Abakterielle Endokarditis (nichtinfektiöse Endokarditis)
Infektiöse Endokarditis
- hochakut verlaufende bakterielle Endokarditis, genannt auch akute septische Endokarditis und Endocarditis ulcerosa (Erreger: Staphylococcus aureus, Streptococcus, Enterococcus)
- subakut verlaufende bakterielle Endokarditis = Endocarditis lenta (Erreger: Viridans-Streptokokken, wie Streptococcus sanguinis (früher als S. sanguis bezeichnet), S. equinus (früher als S. bovis bezeichnet), S. mutans, S. mitis)
Bei allen Herzfehlern, bei denen der Blutstrom im Herzen nicht „normal“ ist, kann es durch Verwirbelungen des Blutstromes an immer wieder den gleichen Stellen zu kleinsten Verletzungen der Herzinnenhaut kommen. Diese Stellen sind dann anfällig für eine Entzündung, wenn (meistens) Bakterien ins Blut kommen und von dort aus eine Infektion beginnt, die auf weitere Anteile der Herzinnenhaut und eine oder mehrere Herzklappen übergreift.

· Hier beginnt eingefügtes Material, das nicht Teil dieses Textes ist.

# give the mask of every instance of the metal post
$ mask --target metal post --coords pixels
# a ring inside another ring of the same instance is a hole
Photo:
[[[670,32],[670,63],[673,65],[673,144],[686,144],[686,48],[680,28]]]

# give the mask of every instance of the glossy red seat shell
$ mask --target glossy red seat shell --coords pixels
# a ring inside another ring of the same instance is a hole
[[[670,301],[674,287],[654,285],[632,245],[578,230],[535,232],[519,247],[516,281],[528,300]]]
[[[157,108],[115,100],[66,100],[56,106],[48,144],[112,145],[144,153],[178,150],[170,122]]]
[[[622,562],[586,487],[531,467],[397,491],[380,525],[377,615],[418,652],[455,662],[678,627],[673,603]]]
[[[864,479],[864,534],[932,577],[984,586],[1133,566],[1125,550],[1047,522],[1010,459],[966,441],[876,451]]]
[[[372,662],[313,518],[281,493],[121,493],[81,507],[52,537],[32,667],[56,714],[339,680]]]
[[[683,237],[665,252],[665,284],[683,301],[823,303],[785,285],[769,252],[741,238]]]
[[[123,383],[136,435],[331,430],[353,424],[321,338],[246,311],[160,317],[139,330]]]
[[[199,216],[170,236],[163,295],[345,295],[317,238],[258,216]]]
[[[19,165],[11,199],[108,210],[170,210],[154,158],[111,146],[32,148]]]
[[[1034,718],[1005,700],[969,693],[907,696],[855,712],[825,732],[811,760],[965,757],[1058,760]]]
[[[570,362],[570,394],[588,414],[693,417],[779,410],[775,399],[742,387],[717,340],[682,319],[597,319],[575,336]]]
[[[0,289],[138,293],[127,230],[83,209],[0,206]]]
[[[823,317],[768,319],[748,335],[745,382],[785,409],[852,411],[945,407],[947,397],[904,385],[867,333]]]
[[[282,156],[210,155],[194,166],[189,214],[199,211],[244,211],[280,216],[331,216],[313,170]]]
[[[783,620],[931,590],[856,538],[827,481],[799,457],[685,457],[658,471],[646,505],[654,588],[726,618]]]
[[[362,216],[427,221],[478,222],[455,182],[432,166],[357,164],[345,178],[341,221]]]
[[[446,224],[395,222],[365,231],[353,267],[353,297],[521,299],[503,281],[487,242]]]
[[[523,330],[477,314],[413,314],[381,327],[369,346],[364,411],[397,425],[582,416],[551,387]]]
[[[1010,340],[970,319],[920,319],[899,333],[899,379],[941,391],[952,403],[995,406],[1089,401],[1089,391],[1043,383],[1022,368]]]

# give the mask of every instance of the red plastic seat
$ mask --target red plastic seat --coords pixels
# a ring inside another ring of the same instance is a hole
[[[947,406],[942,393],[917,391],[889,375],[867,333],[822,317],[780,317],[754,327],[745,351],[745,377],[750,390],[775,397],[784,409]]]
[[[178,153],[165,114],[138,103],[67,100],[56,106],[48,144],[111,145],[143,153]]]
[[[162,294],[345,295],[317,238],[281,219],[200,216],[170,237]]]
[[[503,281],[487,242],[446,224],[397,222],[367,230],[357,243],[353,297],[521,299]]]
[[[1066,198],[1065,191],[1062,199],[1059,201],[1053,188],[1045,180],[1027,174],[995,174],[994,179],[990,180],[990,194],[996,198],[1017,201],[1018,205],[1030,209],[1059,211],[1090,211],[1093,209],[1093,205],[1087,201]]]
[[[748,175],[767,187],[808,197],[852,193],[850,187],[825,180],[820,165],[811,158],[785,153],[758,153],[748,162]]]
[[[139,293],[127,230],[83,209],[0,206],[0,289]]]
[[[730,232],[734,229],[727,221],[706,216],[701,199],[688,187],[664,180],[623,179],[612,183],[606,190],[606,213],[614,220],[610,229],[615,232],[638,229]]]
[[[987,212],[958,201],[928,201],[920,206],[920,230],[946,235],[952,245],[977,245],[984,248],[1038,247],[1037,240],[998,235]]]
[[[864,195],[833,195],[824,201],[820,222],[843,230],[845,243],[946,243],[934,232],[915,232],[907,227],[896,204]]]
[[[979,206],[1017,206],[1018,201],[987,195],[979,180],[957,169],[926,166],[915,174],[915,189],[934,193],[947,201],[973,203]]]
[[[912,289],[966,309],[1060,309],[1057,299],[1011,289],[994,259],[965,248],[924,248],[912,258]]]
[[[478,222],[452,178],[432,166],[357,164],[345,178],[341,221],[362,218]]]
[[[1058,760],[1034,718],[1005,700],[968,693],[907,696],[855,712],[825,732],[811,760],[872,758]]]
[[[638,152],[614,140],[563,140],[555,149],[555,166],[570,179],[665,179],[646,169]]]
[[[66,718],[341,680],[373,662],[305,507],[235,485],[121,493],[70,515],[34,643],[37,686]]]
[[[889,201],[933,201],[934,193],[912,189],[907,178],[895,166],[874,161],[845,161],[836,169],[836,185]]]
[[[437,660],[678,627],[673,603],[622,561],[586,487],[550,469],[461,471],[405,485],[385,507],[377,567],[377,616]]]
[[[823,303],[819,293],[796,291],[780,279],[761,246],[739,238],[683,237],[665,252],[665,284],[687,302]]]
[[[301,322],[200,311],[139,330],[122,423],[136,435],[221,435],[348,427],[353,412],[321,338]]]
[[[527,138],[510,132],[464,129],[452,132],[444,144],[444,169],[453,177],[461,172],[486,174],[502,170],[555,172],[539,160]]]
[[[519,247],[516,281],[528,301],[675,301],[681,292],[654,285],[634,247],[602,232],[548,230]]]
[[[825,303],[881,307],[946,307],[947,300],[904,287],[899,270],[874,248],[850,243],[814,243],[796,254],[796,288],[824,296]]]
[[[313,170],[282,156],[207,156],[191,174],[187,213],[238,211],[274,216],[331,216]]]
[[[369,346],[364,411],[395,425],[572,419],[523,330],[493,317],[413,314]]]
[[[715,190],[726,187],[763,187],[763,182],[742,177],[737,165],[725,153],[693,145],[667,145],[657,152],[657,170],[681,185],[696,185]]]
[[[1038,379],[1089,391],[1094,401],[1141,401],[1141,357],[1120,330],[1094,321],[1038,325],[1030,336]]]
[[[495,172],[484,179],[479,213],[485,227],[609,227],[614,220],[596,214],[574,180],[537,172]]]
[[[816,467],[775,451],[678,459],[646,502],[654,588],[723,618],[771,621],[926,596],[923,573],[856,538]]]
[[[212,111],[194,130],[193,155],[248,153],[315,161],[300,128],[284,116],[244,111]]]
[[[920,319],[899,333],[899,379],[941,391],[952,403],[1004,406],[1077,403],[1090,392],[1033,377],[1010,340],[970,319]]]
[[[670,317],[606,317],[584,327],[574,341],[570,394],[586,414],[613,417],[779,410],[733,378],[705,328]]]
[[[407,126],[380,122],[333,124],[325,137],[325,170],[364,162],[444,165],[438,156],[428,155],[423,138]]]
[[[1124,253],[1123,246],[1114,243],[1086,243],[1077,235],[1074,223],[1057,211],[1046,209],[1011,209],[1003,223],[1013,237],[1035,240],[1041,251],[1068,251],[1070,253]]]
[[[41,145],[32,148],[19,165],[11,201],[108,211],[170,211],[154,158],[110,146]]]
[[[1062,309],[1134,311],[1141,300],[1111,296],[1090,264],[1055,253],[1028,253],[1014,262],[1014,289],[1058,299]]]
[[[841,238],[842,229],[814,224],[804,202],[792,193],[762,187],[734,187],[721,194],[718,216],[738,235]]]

Durch Wunden (darunter auch invasive ärztliche Maßnahmen), Verletzungen innerhalb der Mundhöhle, fieberhafte Erkrankungen (z. B. Bronchitis, Lungenentzündung, Mandelentzündung und Harnwegsinfekte) können Bakterien ins Blut gelangen und, insbesondere nach Herzklappenersatz, die Basis für eine Endokarditis bilden, die bei herzgesunden Menschen durch das lymphoretikuläre System (Leber, Milz, Lymphknoten, Fresszellen) rechtzeitig verhindert wird.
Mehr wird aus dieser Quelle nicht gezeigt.